Calling it “absolutely the best policy,” the Boy Scouts of American on Tuesday said it plans to keep in place its controversial policy banning gay scouts and scout leaders, following a confidential two-year review.
The BSA ruled out reversing the anti-gay policy, despite online campaigns by gay rights advocates and advocacy groups, reported the Associated Press.
An 11-member special committee, formed discreetly by top Scout leaders in 2010, “came to the conclusion that this policy is absolutely the best policy for the Boy Scouts,” the organization’ national spokesman, Deron Smith, told The Associated Press.
Smith said the committee, comprised of professional scout executives and adult volunteers, was unanimous in its conclusion — preserving a long-standing policy that was upheld by the U.S. Supreme Court in 2000 and has remained controversial ever since.
As a result of the committee’s decision, the Scouts’ national executive board will take no further action on a recently submitted resolution asking for reconsideration of the membership policy.Associateed Press, via CBS News
Last month, the Boy Scouts said the organization was considering a resolution proposed at the group’s annual meeting in May that called for ending the policy. But the decision announced Tuesday means the Scouts’ board will take no further action on that resolution, Smith said.
On May 30, LGBT advocate Zach Wahls — an Eagle Scout and the son of lesbian parents — accompanied by officials from Change.org, delivered a petition containing more than 275,000 signatures to the Boy Scouts, asking for the reinstatement of Jennifer Tyrrell, a volunteer den mother from Ohio who was ousted from the group in April because she is lesbian.

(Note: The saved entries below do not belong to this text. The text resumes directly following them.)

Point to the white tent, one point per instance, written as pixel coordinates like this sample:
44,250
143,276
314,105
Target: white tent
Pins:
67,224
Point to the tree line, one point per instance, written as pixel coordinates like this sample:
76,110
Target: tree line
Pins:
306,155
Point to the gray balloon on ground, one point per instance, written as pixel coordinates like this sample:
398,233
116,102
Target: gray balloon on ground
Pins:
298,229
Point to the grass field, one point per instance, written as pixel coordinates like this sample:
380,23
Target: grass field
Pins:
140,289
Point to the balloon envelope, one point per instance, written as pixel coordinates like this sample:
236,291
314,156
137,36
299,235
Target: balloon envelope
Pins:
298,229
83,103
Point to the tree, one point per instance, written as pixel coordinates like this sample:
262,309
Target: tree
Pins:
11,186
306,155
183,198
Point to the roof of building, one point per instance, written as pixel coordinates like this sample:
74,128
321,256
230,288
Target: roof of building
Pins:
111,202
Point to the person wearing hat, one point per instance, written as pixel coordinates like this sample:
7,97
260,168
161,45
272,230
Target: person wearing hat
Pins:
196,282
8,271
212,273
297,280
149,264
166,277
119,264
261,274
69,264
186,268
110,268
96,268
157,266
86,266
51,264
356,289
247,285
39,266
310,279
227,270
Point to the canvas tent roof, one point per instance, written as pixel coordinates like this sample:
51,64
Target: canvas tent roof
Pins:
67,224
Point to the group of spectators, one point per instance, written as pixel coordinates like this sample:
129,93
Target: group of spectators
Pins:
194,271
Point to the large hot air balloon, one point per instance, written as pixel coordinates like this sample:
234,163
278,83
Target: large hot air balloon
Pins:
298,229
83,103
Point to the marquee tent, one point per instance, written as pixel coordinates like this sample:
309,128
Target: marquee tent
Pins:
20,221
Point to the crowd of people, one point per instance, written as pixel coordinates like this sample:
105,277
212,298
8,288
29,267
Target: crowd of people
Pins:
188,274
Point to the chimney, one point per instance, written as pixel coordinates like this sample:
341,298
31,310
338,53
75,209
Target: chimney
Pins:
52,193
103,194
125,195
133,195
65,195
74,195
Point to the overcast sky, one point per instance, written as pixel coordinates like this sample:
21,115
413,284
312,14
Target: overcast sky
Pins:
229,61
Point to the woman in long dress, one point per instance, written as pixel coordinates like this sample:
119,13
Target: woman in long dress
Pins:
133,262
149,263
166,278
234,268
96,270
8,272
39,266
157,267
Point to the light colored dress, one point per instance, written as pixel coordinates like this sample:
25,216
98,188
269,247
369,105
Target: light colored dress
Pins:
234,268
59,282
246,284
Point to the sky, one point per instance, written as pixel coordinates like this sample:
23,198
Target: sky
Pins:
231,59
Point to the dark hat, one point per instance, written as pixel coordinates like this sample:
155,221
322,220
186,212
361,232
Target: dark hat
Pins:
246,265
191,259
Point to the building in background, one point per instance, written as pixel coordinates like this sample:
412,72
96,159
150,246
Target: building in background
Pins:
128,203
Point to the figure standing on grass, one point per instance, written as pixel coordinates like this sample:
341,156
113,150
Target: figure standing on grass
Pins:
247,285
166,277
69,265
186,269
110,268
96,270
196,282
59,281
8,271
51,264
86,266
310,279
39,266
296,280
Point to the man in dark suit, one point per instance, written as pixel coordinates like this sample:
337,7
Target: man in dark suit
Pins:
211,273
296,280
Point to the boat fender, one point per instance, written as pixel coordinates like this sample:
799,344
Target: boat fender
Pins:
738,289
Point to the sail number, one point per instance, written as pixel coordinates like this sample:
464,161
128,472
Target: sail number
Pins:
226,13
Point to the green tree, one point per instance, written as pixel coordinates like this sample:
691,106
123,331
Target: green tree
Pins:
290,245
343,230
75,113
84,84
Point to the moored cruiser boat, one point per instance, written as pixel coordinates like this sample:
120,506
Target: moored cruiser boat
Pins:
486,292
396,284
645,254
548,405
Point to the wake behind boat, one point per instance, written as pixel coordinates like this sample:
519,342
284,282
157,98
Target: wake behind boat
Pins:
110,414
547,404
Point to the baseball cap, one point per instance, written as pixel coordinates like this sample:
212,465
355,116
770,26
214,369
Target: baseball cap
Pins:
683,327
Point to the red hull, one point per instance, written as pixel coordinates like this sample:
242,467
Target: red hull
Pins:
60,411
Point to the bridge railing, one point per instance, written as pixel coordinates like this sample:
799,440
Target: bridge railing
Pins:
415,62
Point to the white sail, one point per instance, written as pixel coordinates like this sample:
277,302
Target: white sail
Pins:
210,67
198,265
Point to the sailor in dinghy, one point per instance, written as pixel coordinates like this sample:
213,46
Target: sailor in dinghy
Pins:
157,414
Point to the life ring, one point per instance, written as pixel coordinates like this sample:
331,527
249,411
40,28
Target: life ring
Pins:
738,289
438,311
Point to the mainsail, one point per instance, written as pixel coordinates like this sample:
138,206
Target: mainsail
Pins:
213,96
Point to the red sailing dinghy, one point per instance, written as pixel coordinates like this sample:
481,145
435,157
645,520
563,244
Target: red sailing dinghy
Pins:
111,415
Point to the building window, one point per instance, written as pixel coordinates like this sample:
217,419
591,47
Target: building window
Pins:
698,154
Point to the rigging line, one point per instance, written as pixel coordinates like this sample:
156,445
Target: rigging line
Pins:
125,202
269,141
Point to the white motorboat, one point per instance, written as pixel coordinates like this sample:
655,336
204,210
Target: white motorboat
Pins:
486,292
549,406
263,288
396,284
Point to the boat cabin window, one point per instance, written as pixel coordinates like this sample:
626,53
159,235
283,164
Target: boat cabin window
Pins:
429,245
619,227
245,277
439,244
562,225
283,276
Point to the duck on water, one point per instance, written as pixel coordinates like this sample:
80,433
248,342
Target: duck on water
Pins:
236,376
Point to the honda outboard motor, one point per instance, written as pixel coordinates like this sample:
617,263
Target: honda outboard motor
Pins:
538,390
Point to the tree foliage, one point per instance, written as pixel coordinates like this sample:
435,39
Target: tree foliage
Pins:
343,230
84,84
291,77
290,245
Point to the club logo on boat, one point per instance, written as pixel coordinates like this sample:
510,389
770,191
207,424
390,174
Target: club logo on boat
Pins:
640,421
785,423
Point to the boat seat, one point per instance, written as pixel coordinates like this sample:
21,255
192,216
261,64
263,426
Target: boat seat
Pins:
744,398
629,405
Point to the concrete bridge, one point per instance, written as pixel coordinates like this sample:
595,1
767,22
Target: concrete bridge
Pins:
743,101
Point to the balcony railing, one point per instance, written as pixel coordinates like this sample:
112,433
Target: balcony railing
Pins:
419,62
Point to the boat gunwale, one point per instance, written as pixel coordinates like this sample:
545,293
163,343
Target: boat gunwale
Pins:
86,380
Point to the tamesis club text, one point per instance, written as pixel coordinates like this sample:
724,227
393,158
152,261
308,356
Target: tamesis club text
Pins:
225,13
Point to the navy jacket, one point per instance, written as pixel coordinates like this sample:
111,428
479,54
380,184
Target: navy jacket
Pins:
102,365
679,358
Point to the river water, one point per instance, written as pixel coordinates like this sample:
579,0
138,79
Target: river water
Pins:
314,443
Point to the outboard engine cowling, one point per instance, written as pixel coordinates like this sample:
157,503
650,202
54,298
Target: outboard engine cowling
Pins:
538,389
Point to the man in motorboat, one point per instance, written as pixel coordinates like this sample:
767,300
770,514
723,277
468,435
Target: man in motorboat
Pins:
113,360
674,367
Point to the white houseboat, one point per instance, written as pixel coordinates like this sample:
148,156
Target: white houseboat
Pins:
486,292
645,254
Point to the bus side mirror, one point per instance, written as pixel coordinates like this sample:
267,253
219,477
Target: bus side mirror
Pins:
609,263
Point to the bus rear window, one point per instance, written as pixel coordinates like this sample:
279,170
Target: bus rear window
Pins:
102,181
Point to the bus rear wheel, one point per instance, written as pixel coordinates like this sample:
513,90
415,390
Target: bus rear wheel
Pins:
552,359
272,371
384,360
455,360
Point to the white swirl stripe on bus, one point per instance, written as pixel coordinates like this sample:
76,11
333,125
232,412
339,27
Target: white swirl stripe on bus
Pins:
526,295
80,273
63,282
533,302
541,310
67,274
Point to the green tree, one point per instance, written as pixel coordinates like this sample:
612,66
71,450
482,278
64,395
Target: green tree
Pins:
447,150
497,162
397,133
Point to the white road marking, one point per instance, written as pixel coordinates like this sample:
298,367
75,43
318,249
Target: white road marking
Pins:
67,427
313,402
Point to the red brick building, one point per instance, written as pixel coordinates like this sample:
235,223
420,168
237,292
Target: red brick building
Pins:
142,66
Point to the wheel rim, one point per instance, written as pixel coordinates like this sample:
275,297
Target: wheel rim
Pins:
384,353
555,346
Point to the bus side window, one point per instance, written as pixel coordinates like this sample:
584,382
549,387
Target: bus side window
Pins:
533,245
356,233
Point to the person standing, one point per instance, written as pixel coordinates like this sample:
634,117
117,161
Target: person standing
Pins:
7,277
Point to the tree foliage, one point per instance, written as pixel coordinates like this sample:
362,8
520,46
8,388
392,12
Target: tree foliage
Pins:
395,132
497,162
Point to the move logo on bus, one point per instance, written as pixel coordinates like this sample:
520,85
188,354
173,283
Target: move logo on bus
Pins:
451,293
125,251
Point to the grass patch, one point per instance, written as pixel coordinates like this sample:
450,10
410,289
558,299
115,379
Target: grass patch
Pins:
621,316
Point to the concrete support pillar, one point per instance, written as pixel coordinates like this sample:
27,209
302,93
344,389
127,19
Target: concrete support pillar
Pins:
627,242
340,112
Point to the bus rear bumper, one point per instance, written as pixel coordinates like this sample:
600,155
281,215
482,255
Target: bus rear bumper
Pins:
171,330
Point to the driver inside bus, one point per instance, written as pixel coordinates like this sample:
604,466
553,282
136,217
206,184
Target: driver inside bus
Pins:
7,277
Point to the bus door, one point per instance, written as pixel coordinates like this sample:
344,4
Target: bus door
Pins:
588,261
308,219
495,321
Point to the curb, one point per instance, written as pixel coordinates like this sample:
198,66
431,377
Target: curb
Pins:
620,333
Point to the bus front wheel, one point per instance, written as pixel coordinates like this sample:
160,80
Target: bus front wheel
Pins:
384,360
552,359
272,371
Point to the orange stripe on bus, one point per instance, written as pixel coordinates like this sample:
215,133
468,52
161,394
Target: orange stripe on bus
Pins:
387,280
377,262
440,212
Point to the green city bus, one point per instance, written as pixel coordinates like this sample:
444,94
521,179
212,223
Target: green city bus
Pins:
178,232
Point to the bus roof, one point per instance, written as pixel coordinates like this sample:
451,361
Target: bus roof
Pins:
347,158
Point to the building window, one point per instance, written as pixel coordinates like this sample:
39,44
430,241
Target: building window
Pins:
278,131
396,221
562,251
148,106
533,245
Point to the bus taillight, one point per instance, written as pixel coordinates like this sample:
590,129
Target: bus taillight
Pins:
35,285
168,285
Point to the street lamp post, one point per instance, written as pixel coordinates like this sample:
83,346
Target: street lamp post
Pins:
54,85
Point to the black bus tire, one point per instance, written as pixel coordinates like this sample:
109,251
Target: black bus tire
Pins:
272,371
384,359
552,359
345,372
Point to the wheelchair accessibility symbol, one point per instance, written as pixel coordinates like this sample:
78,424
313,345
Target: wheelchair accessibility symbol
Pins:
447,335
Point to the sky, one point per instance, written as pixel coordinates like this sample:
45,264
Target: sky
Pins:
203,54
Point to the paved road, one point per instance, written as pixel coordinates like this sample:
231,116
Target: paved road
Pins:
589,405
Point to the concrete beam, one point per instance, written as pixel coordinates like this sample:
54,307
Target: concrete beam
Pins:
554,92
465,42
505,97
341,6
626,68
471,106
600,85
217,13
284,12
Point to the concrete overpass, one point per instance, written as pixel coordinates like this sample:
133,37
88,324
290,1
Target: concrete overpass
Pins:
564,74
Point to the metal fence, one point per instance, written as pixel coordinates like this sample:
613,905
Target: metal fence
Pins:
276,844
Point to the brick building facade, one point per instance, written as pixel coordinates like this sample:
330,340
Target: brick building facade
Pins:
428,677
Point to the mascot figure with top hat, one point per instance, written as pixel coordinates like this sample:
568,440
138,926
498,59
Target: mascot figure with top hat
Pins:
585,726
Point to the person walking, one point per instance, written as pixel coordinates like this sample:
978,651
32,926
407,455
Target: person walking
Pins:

Wahls denounced what he said was “the secretive nature surrounding how this conclusion was reached” and called the announcement “old news.”
“This is a missed opportunity of colossal proportions,” said Chad Griffin, President of the Human Rights Campaign.
“With the country moving toward inclusion, the leaders of the Boy Scouts of America have instead sent a message to young people that only some of them are valued. These adults could have taught the next generation of leaders the value of respect, yet they’ve chosen to teach division and intolerance,” said Griffin, in a statement.
Tuesday’s announcement comes despite efforts by BSA executive board members James Turley, Ernst & Young CEO, and Randall Stephenson, AT&T CEO, who recently indicated they would try to work from within to change the Boy Scouts‘ anti-gay policy. Both of their companies have been commended by gay-rights groups for gay-friendly employment policies.